In a further aspect, this invention also provides an AI teaching assistant system integrated with multiple deep learning natural language understanding algorithms and Web3.0 technology. The AI teaching assistant may include the following components: question input module, backend learning module, knowledge base storage module, self-learning scoring module, and knowledge output module.


In some embodiments, the question input module collects and records questions from student users or instructions from teacher users. The format of instructions is not fixed and can include text, audio, video, and images. Text instructions will directly enter the preprocessing stage, while audio instructions will be converted into text using speech recognition. The assistant will identify and extract text information from uploaded images and send it to the preprocessing stage. Videos will be split into audio and image information for separate processing. In the preprocessing stage, the assistant will identify valid instructions and other noise information. Valid instructions will be sent back to the backend learning module.


In some embodiments, the backend learning module learns and understands the string sequences and searches for related knowledge points in the knowledge database based on the understanding. The backend learning module includes two mature deep learning natural language understanding algorithms: GPT-3 and BERT. BERT can learn instructions bidirectionally and extract keywords. It can also process multiple lines of instructions simultaneously, learn and understand the key points and functions of each line, and select the most appropriate reply. GPT-3 uses few-shot learning, consuming fewer resources to learn user instructions. GPT-3 also assigns weights to each possible reply and sends them back to the self-learning scoring module.


In some embodiments, the knowledge base storage module stores learning materials from online learning platforms or school course content. These learning materials can be in text, image, video, and other forms, especially videos from online learning platforms.

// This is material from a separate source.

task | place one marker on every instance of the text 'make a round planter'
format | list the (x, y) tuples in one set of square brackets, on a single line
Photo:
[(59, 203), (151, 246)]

These materials go through a series of cleaning and preprocessing steps, including filtering valid information, recording knowledge point keywords, marking the knowledge categories covered by images and videos, generating subtitles and marking timestamps for videos, extracting text from images, and more. All data is summarized into documents and saved into the database. Data can be stored according to knowledge categories, but a more practical method is to store it according to the uploading institution and school, ensuring that the replies users receive are related to their affiliated institution or school.


In some embodiments, the self-learning scoring module assigns weights to the replies output by the backend learning module. The module uses ensemble learning to place the results of the two language processing algorithms into several classifiers. Each classifier uses a linear model to fit instructions and replies and returns the result with the smallest mean variance. Ensemble learning summarizes the results of all classifiers and selects the most likely result to be transmitted to the text and audio output modules. Additionally, a scoring system is provided on the frontend, allowing users to rate each reply sent by the assistant. Positive or negative ratings will be sent back to the self-learning scoring module for self-optimization. Optimization includes adjusting parameter weights, re-understanding the key points of the user's questions, and regenerating more detailed replies. A record containing the user's question, the assistant's generated reply, and the user's evaluation is generated and saved in the storage module.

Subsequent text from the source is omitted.